Prenatal diagnosis of absent aortic valve with continuous mitral regurgitation in Turner’s syndrome: Too many things gone awry

Background: Congenitally absent aortic valve (AAoV) is a rare anomaly associated with high incidence of perinatal mortality.

Case: A female fetus of twin gestation underwent a fetal echocardiogram at 24 weeks gestation. Findings: rudimentary AoV leaflets with severe aortic insufficiency and aortic arch flow reversal, left ventricular (LV) non-compaction with severe dysfunction. Continuous moderate regurgitation across a dysplastic, functionally atretic mitral valve and borderline restrictive left to right flow through the foramen ovale (FO) was noted, setting for an inverse circular shunt: Aorta - LV- left to right atrium (FO) - right ventricle - pulmonary artery - ductus arteriosus - aorta. Delivery occurred at 27 weeks followed by death on day 8 of life. Microarray revealed Turner’s syndrome.
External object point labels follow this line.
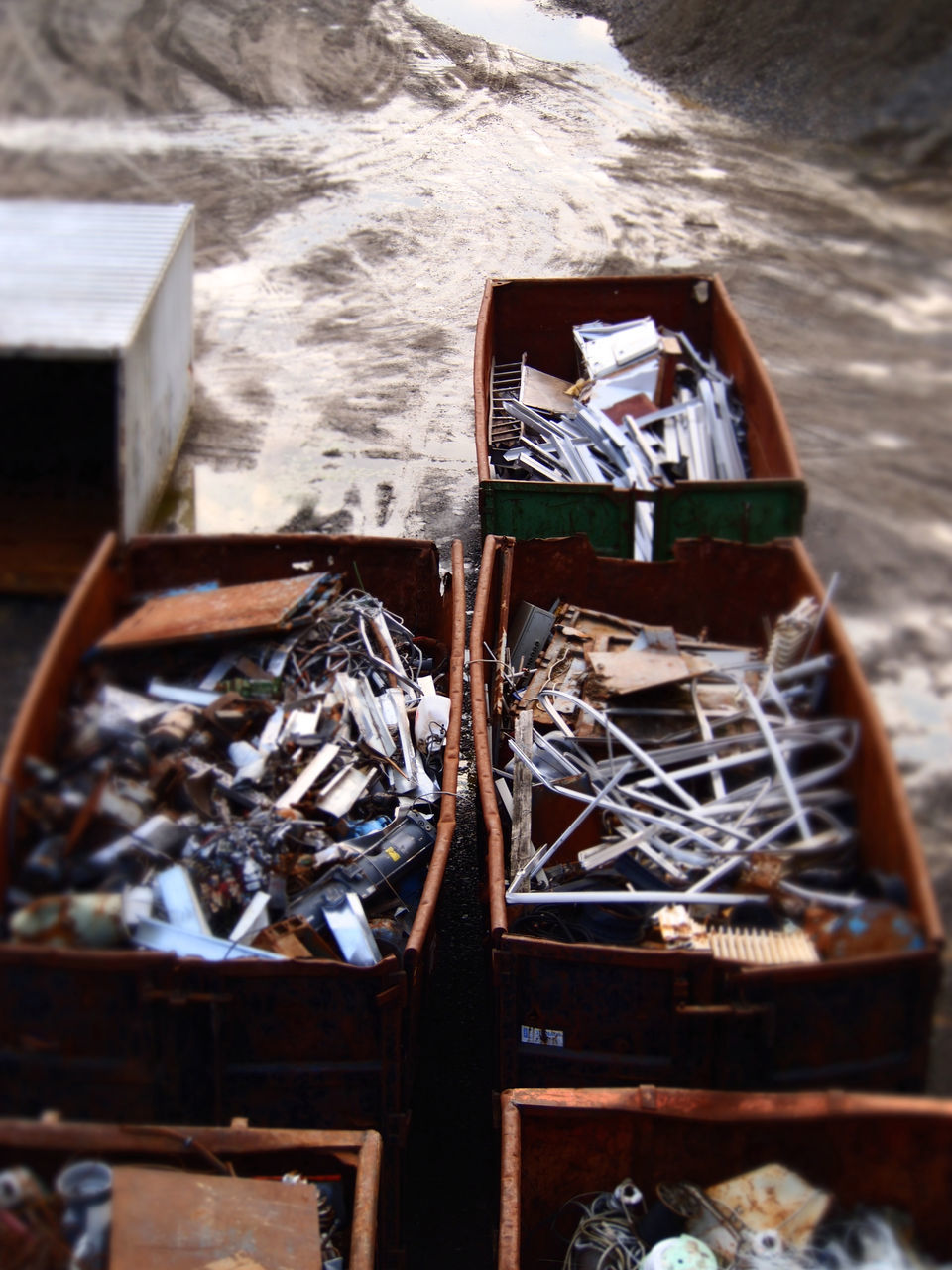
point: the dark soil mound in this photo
(847, 70)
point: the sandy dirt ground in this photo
(359, 169)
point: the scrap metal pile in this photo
(770, 1218)
(648, 412)
(245, 771)
(673, 792)
(95, 1215)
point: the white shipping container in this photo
(95, 376)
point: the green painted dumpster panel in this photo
(538, 509)
(754, 511)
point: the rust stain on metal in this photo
(258, 606)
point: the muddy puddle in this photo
(358, 172)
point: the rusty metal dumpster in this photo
(532, 318)
(145, 1037)
(604, 1012)
(188, 1166)
(876, 1151)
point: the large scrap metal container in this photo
(140, 1035)
(622, 1015)
(186, 1162)
(881, 1152)
(145, 1037)
(95, 375)
(535, 318)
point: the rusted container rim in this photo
(55, 656)
(674, 1103)
(483, 359)
(921, 893)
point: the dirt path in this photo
(359, 169)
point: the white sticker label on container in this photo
(530, 1035)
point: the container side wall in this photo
(157, 389)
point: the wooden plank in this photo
(253, 607)
(169, 1219)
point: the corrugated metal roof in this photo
(77, 277)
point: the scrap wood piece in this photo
(546, 391)
(254, 607)
(166, 1219)
(522, 848)
(633, 670)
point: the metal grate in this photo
(506, 381)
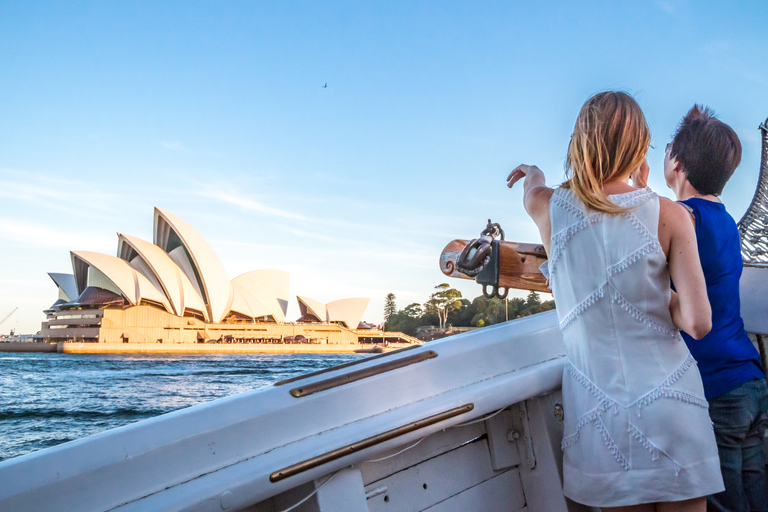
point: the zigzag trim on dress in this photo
(640, 316)
(650, 447)
(665, 390)
(588, 384)
(589, 417)
(611, 444)
(584, 305)
(557, 241)
(640, 226)
(632, 198)
(649, 248)
(568, 206)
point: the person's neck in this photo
(688, 192)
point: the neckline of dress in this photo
(632, 193)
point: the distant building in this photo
(176, 290)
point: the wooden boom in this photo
(512, 265)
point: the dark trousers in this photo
(740, 418)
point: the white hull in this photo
(229, 454)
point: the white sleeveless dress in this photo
(637, 427)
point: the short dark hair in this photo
(708, 149)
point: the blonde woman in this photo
(637, 431)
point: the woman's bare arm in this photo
(536, 196)
(689, 307)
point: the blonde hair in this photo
(609, 141)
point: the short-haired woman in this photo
(698, 163)
(637, 430)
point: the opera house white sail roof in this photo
(345, 311)
(180, 273)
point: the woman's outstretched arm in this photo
(536, 196)
(689, 307)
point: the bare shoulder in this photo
(674, 224)
(671, 212)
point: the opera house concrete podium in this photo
(175, 291)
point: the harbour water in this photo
(49, 399)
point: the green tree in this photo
(533, 299)
(390, 308)
(413, 310)
(442, 301)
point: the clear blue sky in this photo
(216, 111)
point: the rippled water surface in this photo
(49, 399)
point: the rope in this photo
(312, 493)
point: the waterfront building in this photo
(176, 290)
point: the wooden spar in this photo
(518, 265)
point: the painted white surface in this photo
(185, 460)
(753, 292)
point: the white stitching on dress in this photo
(568, 206)
(640, 226)
(649, 248)
(640, 316)
(557, 241)
(583, 305)
(611, 444)
(632, 198)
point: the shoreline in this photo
(196, 348)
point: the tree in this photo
(533, 299)
(442, 301)
(413, 310)
(390, 308)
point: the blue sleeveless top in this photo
(726, 356)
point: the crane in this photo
(6, 317)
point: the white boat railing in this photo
(229, 454)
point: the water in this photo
(49, 399)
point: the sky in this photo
(218, 112)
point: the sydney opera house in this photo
(176, 290)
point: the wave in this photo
(31, 414)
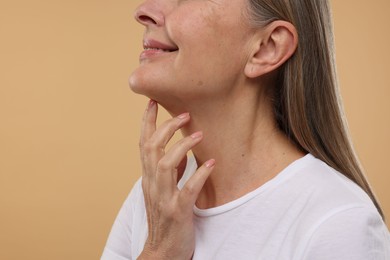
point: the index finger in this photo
(149, 119)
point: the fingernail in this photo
(197, 135)
(151, 103)
(183, 116)
(210, 163)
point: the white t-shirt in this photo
(308, 211)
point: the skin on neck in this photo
(241, 134)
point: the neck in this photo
(246, 143)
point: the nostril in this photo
(146, 19)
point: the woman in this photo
(252, 87)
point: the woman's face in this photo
(193, 48)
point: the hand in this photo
(169, 210)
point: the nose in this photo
(149, 13)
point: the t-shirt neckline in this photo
(285, 174)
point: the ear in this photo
(274, 45)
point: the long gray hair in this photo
(307, 101)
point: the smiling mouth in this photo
(158, 49)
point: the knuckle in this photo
(188, 191)
(163, 166)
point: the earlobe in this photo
(276, 43)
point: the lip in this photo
(154, 48)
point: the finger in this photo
(191, 190)
(167, 168)
(165, 132)
(181, 168)
(149, 119)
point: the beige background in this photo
(69, 124)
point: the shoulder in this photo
(327, 187)
(347, 233)
(339, 220)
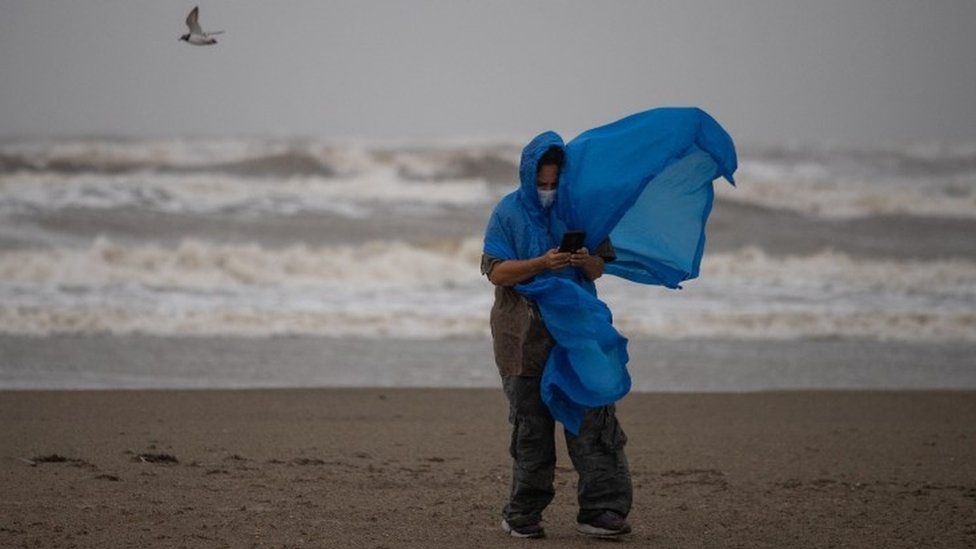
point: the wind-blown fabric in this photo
(645, 182)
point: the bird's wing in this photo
(192, 21)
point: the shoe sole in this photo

Decision Making: Survival of AAoV is rare in presence of an inverse circulatory shunt and a restrictive FO, worsening postnatally with increase in systemic vascular resistance. Postnatal intervention with Norwood procedure and oversewing of the AoV is an option. In our case, prematurity and preclusion from extracorporeal circulatory support candidacy limited therapy to vasoactive agents which proved ineffective resulting in the newborn’s demise.

Conclusions: FE evaluation of hemodynamics in AAoV is essential. Prematurity, an inverse circular shunt and chromosomal anomaly are bad prognostic factors that should be considered in parental counselling and postnatal management planning.